In benchmark testing, CL3 excelled at incremental learning tasks in image classification. After being shown an object category it had never encountered, CL3 achieved 85% classification accuracy with only about 120 samples, while silicon-based neural networks of comparable scale typically require over 2,000 samples. This data efficiency advantage is particularly pronounced in data-scarce scenarios like rare medical image analysis or industrial anomaly detection.

But CL3's core challenge is ethical rather than technical. Using human neurons for computation has sparked intense debate. The UK Nuffield Council on Bioethics noted in its July report that whether cultivated neuron networks could develop some form of consciousness is "a question that cannot currently be answered with certainty." The report recommends continuous monitoring of CL3-type systems and establishing consciousness indicator thresholds for neuron network activity.

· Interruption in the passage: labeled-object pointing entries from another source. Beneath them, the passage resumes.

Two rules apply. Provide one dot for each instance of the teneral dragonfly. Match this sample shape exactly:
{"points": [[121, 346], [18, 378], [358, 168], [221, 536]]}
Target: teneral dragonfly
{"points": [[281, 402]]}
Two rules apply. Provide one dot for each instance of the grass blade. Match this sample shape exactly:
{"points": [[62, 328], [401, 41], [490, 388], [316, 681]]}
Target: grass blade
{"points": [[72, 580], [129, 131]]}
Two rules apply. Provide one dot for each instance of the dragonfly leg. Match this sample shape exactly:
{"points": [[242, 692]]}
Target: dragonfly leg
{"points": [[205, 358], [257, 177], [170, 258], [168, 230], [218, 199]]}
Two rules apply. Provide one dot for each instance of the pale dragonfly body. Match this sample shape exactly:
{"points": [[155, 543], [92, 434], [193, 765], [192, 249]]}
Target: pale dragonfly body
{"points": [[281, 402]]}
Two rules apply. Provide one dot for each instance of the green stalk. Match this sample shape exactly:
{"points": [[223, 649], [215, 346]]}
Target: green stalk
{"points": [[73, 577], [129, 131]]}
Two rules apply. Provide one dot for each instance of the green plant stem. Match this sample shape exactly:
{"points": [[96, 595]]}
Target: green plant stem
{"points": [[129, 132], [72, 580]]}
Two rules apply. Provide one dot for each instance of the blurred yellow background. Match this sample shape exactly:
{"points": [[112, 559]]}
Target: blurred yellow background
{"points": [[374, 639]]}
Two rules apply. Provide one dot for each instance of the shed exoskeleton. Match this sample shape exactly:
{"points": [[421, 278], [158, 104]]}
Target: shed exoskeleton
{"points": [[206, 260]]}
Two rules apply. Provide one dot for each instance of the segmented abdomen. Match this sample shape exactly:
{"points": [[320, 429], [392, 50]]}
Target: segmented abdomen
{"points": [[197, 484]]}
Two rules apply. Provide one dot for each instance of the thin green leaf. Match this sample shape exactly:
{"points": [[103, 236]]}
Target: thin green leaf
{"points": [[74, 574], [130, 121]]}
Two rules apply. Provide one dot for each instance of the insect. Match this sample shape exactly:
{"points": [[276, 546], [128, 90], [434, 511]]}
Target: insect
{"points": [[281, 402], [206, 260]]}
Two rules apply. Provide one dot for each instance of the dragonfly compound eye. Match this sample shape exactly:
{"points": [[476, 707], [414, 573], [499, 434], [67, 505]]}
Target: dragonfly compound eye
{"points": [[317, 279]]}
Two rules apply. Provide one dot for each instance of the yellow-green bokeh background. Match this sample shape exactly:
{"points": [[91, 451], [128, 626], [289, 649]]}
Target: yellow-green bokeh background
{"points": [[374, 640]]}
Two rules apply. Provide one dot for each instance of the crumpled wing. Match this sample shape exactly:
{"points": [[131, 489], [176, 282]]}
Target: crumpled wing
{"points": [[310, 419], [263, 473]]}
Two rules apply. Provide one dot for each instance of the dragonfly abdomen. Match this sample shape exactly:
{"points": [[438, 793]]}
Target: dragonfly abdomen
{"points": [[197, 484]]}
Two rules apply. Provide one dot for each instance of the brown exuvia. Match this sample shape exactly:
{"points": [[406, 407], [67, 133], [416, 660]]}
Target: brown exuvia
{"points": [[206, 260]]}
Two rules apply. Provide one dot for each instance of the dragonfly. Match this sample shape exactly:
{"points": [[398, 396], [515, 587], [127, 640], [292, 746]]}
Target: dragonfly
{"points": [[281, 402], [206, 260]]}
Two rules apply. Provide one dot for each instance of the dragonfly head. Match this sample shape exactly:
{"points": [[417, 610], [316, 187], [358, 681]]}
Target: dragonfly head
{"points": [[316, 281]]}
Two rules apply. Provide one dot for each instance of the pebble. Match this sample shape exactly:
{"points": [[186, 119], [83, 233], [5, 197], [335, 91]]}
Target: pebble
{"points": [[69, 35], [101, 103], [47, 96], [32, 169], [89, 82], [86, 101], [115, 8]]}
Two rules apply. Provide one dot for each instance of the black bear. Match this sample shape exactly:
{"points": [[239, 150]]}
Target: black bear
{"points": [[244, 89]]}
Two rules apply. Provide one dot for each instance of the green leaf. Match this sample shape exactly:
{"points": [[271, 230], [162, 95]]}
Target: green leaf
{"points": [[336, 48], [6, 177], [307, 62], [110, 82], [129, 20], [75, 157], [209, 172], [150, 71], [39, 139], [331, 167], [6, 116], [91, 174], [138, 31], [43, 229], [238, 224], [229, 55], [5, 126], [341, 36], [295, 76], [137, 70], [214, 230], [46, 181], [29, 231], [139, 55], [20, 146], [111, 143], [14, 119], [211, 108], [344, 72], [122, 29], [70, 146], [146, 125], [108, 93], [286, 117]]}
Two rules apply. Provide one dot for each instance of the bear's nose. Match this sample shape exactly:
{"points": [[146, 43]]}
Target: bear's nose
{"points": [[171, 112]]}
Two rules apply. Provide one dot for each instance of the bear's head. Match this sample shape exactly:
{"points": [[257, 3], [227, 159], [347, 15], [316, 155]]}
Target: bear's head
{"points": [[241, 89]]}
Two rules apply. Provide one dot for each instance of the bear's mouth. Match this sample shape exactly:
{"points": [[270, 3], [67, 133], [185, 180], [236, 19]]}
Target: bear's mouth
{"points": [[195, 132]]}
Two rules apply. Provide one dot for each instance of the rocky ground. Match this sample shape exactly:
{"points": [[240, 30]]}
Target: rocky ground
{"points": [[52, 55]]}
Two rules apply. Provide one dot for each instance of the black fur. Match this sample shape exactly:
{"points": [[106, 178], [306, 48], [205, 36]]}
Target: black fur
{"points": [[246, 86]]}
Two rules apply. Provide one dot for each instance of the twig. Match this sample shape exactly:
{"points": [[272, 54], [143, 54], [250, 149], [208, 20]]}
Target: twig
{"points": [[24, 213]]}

Cortical Labs currently uses induced pluripotent stem cells reprogrammed from voluntary donors' skin cells, which are then differentiated into neurons. The company says all donors signed detailed informed consent forms and cell sources are fully traceable. But ethicist Nancy Chen points out: "Informed consent cannot cover future uses that donors cannot foresee. When these neurons are used in commercial products, how should donors' 'contribution' to these cells be treated?"

On the commercial side, Cortical Labs has signed cooperation agreements with three pharmaceutical companies to use CL3 for in vitro neurotoxicity testing in drug screening. Compared to traditional animal experiments, human neuron networks can more accurately predict drugs' effects on the human nervous system.